CHAPTER SEVEN, VIENNA, LATE SPRING 1994: JAY LYONS
Vienna. Capital of Austria, of the old Austro-Hungarian Empire before that, and of much before that. Home of the Hofburg Palace, the State Opera, Sachertorte, the Spanish Riding School, maybe even the Vienna Boys’ Choir. One of the few cities that still had a ball season. Home for many years to Karl Lueger, the mayor who discovered how politically useful a certain exuberant anti-Semitism could be. Home also, for a while before Europe tore itself apart in 1914, to a not-so-young, not-so-destitute, vaguely ambitious painter, Adolph Hitler, who would follow Mayor Lueger’s example in certain aspects of his own career.
Vienna. Spared the experience of destruction during World War I, as befits a city and a people given to proclaiming, “Germans say the situation is serious but not desperate.

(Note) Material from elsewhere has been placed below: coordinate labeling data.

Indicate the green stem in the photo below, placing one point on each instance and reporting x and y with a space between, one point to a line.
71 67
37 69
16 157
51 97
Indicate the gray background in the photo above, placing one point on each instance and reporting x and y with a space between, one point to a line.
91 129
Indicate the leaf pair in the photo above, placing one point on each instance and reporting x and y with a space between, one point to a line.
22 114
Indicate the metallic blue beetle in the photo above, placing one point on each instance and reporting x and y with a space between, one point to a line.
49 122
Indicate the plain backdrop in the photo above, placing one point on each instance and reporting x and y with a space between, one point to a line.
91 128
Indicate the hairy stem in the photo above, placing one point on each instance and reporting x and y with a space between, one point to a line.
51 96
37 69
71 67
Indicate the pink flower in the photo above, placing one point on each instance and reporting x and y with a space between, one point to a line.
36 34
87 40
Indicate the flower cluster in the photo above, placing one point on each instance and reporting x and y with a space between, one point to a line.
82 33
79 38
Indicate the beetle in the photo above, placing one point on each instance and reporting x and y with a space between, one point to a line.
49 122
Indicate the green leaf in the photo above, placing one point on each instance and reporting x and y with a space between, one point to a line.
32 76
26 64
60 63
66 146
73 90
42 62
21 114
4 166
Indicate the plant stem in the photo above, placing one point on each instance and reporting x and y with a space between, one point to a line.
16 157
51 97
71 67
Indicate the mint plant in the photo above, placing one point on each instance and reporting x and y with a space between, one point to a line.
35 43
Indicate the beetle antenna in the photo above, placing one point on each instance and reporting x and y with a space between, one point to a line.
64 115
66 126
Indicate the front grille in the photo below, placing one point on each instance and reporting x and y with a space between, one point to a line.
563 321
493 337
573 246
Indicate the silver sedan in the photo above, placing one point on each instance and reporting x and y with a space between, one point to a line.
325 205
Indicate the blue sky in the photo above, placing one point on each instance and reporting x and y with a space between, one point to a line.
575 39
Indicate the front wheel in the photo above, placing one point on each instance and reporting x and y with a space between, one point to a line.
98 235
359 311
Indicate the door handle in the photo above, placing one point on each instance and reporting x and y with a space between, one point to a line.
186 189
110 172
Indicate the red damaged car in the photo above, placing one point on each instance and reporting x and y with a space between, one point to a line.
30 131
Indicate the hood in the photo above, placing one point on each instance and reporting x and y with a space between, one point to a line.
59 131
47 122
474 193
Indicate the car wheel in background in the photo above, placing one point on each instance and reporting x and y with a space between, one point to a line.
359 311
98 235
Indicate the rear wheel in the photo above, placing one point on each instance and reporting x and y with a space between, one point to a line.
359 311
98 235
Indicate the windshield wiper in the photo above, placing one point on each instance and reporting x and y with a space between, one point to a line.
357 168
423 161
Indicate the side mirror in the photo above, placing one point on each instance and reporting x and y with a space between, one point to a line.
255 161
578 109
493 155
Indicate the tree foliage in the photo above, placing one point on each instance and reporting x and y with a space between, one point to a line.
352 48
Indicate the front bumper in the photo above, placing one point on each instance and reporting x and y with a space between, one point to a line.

Austrians says the situation is desperate but not serious”—a cosmopolitan insouciance that Adolph Hitler never quite shared. Hitler, an Austrian by birth, would join the German Army in 1914. He would visit Vienna once more in 1938, for a parade after annexing Austria to Germany. As the story goes, when Hitler achieved the Anschluss, he rushed out of his office and proclaimed to his secretaries, “Kiss me, girls. I’m the greatest German in history.”
An insouciance he may have learned in Vienna, and was capable of indulging on occasion.
It is reported, no doubt incorrectly, that when the Germans entered Austria, Hitler emptied out the small town of his birth and turned it over to the Wehrmacht for artillery practice. Less open to dispute is the effect of Soviet artillery on Vienna. Taken by the Red Army after a two-week siege in April 1945, governed for ten years by a four-power occupation commission of the British, French, Americans, and Soviets, they left the city a hot-bed of intrigue. That went on as Vienna became home to a host of international organizations and regained at least part of its old insouciance. On most any street on most any day, it was possible to see or imagine most anything.
The last time I was in Vienna was in ‘46. You could still smell the bodies in the rubble.
So had said her father.
Olivia got off a nine-hour flight, overnight, in manageable pain—thank you, morphine—and checked into the Grand Hotel Wien, a majestic artifact of the Belle-Époque era whose ocher and cream façade belied the wars it had survived and the carnage it had witnessed. After securing her jewelry in the hotel safe and learning how to make that final withdrawal—not for everything, that would arouse suspicion; tend to it tomorrow—she ordered a bottle of Riesling sent up to her room. The room itself was inoffensively elegant and pleasant, done in soothing pale yellows and greens, vaguely claustrophobic and definitely overheated. But after the airplane, flying in a business-class section where the only business seemed to be drunk American males engaging each other in ludicrous dominance posturing and occasional contemptuous glances toward her knitting, no problem.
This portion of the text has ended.